Justice officials have acknowledged in court papers that an official at the meeting said they understood Chiquita's situation was "complicated," and three of the sources identified that official as Chertoff. They said he promised to get back to the company after conferring with national security advisers and the State Department about the larger ramifications for U.S. interests if the corporate giant pulled out overnight.
Sources close to Chiquita say that Chertoff never did get back to the company or its lawyers. Neither did Larry D. Thompson, the deputy attorney general, whom Chiquita officials sought out after Chertoff left his job for a federal judgeship in June 2003. And Chiquita kept making payments for nearly another year.
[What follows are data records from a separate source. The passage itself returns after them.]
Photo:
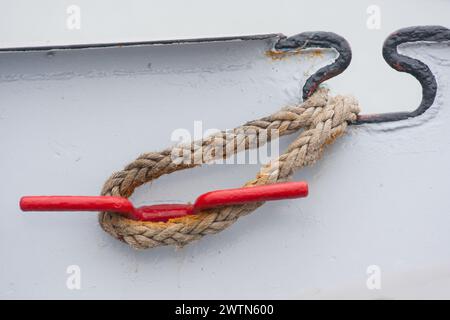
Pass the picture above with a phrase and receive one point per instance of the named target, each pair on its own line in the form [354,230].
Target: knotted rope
[323,119]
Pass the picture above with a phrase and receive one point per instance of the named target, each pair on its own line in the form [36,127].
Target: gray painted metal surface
[70,118]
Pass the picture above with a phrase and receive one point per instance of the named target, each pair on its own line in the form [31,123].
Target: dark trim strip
[140,43]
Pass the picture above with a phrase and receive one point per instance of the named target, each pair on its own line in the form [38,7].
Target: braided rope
[323,118]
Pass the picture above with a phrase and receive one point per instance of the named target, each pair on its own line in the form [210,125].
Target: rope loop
[323,118]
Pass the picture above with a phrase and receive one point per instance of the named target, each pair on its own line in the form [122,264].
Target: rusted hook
[397,61]
[416,68]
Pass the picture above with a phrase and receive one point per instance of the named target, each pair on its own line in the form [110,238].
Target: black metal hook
[412,66]
[319,39]
[397,61]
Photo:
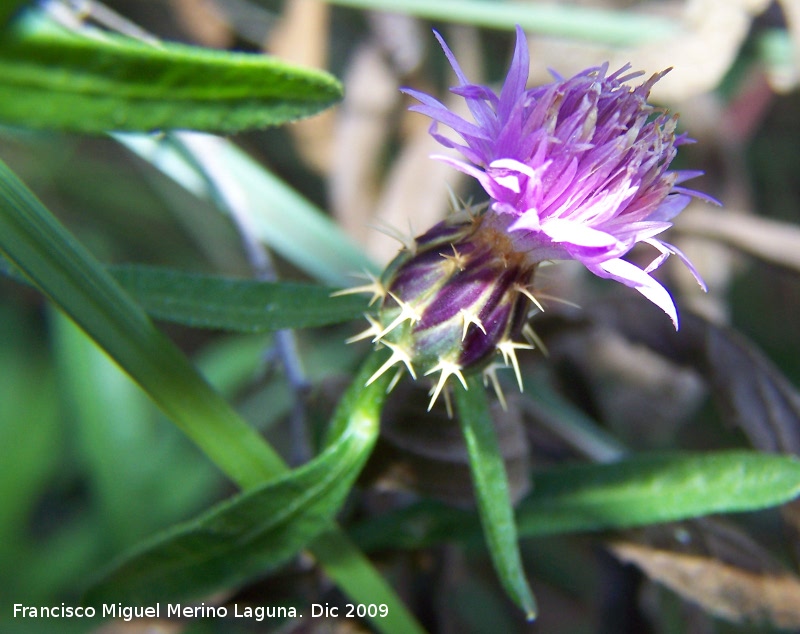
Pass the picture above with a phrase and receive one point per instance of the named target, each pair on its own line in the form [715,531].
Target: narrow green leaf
[636,491]
[235,304]
[36,244]
[8,8]
[649,489]
[618,28]
[53,79]
[257,530]
[58,265]
[279,216]
[491,489]
[127,450]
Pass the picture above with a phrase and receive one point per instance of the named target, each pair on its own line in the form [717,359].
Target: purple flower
[576,169]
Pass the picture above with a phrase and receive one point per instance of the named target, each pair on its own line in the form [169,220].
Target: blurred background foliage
[89,467]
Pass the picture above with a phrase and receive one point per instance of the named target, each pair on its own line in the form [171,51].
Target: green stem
[34,241]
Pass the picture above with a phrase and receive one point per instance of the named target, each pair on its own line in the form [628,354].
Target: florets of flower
[576,169]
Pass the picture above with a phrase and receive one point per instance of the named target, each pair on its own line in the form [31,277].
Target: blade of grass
[33,240]
[617,28]
[635,491]
[283,219]
[240,305]
[258,530]
[492,493]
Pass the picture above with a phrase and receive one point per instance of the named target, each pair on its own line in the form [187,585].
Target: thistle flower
[576,169]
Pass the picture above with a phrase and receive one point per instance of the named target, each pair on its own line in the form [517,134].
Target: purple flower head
[576,169]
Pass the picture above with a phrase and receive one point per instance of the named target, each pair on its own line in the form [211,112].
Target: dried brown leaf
[769,240]
[748,388]
[725,590]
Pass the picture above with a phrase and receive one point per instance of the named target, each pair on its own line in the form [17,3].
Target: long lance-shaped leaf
[235,304]
[259,529]
[35,243]
[279,216]
[492,493]
[549,18]
[636,491]
[53,79]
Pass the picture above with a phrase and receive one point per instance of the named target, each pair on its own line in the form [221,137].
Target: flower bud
[451,301]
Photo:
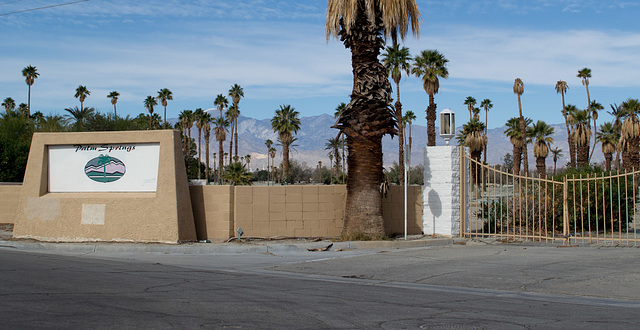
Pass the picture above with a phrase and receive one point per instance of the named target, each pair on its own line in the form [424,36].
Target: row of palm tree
[430,65]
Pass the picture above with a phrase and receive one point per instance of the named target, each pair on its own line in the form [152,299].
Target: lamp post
[447,125]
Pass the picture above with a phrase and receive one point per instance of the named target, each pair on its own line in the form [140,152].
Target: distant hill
[315,130]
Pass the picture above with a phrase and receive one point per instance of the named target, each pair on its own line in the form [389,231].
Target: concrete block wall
[296,211]
[9,199]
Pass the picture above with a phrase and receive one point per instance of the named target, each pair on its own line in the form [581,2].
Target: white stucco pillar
[441,191]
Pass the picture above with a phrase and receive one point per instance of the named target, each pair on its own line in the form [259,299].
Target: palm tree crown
[31,74]
[164,95]
[431,65]
[81,94]
[285,123]
[362,26]
[114,99]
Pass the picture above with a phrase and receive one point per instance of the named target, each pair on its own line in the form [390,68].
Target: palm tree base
[364,200]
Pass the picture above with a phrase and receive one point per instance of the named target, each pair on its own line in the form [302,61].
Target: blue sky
[277,51]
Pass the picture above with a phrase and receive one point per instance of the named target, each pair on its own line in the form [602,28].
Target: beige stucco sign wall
[138,211]
[128,167]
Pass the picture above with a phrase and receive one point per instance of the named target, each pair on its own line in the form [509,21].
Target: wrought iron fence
[592,208]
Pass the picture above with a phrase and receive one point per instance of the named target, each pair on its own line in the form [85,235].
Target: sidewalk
[234,246]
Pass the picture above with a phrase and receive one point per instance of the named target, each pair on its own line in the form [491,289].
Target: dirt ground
[6,230]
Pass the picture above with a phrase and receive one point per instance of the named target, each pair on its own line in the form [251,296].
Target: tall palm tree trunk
[285,162]
[236,137]
[431,121]
[29,102]
[608,157]
[398,106]
[220,160]
[231,144]
[364,200]
[206,144]
[541,167]
[199,152]
[517,159]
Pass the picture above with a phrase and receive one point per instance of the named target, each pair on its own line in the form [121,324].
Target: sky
[278,52]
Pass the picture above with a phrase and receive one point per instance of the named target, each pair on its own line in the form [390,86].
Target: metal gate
[586,209]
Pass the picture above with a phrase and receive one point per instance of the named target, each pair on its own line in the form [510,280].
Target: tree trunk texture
[365,120]
[285,162]
[476,169]
[517,160]
[582,155]
[431,122]
[231,144]
[220,161]
[400,141]
[541,167]
[632,161]
[364,200]
[199,152]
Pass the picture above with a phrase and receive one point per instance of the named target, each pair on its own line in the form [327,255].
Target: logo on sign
[105,169]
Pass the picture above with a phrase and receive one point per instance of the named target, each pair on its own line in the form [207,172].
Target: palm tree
[31,74]
[431,65]
[220,130]
[206,127]
[594,107]
[81,94]
[186,123]
[199,118]
[238,175]
[114,99]
[334,145]
[362,26]
[236,92]
[557,153]
[473,137]
[232,115]
[247,159]
[618,116]
[518,89]
[608,136]
[541,134]
[561,88]
[149,103]
[396,60]
[581,134]
[268,143]
[515,137]
[585,74]
[285,123]
[8,104]
[338,112]
[486,105]
[79,116]
[272,153]
[220,103]
[408,118]
[164,95]
[52,123]
[470,102]
[630,135]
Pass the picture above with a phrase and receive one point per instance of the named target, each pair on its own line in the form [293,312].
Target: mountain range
[316,130]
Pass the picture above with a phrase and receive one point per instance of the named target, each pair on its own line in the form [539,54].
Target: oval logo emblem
[104,169]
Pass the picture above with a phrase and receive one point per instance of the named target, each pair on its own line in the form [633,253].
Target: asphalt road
[452,287]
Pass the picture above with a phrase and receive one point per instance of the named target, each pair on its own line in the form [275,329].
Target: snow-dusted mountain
[315,130]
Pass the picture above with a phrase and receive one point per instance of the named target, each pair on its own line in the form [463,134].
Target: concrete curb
[221,248]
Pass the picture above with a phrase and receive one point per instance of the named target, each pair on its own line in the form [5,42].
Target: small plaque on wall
[103,168]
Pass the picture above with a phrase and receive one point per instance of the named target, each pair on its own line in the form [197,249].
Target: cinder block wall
[297,211]
[9,198]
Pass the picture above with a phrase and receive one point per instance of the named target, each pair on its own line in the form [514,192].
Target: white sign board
[104,168]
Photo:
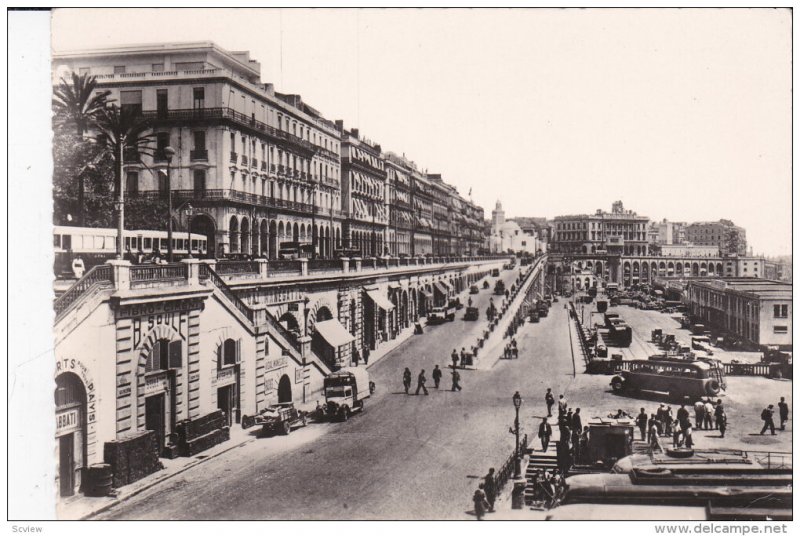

What transpired at the Justice Department meeting is now a central issue in a criminal probe. According to these sources' account, the Bush administration was pulled in competing directions, perhaps because its desire to avoid undermining a newly elected, friendly Colombian government conflicted with its frequent public assertions that supporting a terrorist group anywhere constitutes a criminal offense and a foreign policy mistake.
Chiquita's executives left the meeting convinced that the government had not clearly demanded that the payments stop. Federal prosecutors, however, are now weighing whether to charge Hills; Robert Olson, who was then Chiquita's general counsel; former Chiquita CEO Cyrus Friedheim; and other former company officials for approving the illegal payments, according to records and sources close to the probe.